I am newly reacquainted with acrylics. I believe that this painting was able to happen only because of what I have learned from my online friends. [I will now never believe that watching the Cooking Channel can't help you to learn to cook!] I was visiting my mother, and she and I painted together. We found two onions in the refrigerator - one had been there a very long time!  It was a delightful afternoon that you shared with us.

So here we are, beginning year four, and our relationship is renewed again. I am working on another painting in acrylics that is far more complex than this one - and so far so good (fingers crossed). I am truly excited about it, and hope I can get it to the end without ruining it. But even if I do [ruin it], I know you will be there for me, and this time I won't leave you.

I won't ever leave you.

Now pardon me, while I have a good cry.

Yours forever,

Sunday, March 11, 2012

Two for the Road

5" x 9-1/2" watercolor on 140 lb. paper
Deadlines, Deadlines. The other day, Terry Miura asked at his blog, "Are you waiting till the last minute so as to set yourself up for failure and cushion your fall with the excuse, 'I just ran out of time...'?"

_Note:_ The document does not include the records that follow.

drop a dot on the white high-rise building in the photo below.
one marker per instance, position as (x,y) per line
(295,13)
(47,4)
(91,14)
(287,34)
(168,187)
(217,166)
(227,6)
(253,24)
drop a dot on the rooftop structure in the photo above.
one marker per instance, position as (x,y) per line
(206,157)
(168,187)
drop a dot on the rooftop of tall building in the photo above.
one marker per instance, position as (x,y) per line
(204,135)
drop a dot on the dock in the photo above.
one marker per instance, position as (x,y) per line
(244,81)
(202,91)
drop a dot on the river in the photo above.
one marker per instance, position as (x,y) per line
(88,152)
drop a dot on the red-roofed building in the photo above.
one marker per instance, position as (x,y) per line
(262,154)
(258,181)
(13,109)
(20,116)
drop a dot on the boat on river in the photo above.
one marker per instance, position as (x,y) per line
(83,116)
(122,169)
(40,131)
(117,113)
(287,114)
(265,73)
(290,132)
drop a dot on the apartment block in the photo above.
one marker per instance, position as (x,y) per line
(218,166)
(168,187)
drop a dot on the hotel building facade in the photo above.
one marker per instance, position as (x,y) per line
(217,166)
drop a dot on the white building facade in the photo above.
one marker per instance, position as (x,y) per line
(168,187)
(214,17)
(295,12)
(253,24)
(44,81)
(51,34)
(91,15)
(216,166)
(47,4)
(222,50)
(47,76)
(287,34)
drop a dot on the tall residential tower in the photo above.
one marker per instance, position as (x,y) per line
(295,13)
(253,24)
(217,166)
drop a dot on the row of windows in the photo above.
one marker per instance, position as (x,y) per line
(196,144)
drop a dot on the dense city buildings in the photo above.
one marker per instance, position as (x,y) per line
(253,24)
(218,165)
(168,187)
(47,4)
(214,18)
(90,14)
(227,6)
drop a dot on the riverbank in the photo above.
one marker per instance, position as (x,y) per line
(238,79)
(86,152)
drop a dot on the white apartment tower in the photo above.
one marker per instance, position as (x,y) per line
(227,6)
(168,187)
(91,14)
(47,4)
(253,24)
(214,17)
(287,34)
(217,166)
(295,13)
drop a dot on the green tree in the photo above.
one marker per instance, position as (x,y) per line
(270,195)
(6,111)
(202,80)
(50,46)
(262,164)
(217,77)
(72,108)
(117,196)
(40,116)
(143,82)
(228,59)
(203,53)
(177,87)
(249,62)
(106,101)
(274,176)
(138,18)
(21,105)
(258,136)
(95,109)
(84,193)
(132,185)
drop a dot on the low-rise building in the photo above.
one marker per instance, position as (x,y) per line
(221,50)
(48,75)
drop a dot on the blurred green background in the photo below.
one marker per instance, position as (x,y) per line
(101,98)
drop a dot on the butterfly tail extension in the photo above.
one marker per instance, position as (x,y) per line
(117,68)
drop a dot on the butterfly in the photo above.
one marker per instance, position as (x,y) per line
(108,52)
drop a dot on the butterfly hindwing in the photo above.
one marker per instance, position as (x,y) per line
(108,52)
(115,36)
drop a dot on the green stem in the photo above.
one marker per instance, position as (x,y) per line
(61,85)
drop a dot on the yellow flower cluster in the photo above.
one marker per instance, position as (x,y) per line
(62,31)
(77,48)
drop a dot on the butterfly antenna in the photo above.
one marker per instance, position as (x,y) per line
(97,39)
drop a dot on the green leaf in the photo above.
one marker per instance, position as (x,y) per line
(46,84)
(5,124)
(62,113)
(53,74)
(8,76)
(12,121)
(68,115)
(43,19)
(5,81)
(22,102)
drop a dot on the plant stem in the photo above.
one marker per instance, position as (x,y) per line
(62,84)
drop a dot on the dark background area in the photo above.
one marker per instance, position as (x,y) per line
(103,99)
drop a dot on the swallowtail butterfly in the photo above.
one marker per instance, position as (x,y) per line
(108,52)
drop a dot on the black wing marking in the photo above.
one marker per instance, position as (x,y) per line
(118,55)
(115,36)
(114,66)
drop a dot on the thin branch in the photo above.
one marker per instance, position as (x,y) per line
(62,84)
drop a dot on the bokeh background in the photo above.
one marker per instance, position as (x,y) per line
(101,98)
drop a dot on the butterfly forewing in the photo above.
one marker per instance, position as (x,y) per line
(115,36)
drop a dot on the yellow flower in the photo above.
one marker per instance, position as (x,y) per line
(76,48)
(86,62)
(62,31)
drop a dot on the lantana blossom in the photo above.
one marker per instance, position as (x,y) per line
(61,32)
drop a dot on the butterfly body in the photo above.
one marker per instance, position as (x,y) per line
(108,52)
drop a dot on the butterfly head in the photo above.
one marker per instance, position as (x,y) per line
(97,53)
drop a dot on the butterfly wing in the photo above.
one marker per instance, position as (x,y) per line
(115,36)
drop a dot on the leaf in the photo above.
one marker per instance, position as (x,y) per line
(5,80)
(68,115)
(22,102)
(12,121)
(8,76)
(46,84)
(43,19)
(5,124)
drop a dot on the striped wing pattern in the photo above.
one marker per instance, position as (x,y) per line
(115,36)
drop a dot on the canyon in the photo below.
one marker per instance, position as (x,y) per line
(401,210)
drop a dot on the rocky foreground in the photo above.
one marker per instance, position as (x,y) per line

No! I answered.  Absolutely not!  I knew that I finally needed to complete his Cityscape Challenge.

His challenge is posted here - to paint and simplify a scene using a random street in San Francisco as a reference - and from the moment I saw the photo I was intrigued by it.  One reason for this is because Frank Eber does this kind of scene all of the time in watercolor (see his New York streets here), and his goal and Terry Miura's goal is the same:  SIMPLIFY!  And both are very successful at it.  If you visit their blogs, you too will be the beneficiary of their generously-shared knowledge.  And witness to their great art.

Of course knowing is not the same as doing and the most successful parts of this picture were where I actually paid attention and tried to follow their learned advice.  In the least successful parts I would not only forget to simplify, but would also forget what medium I was using - I was practically scrubbing the paper in parts, with watercolor!  Don't know what came over me, really.

2-5/8" x 9" (lol)
It might be that I've been working in acrylic lately (I can't wait to show you.)  Might be that I shouldn't start painting after hours of yard work.

Excuses, I know.  But I can't help myself.

I set up my paper to draw a big swath of buildings on the side, and decided, for the composition, and to humanize the picture, to place a man crossing the street on the page.  With the buildings, though, I really lost it - simplicity out the window (er, out all of the windows.)  So I sat staring at the completed piece, not really satisfied, and suddenly I saw two much better pictures were I to simply to cut the page vertically, just so.  And that's what I did. On the right is the other picture, cut from the left.  So that the first picture that you saw on the left, was on the right, and the second picture that you see on the right was on the left, capisce?

So that's about it.  No poetry, no witticisms, nothing particularly clever to say  today.  Sorry about that.  This picture left me high and dry.  And I had to meet that deadline.  If 99% is simply showing up, at least I did that.  And I left having learned a thing or two.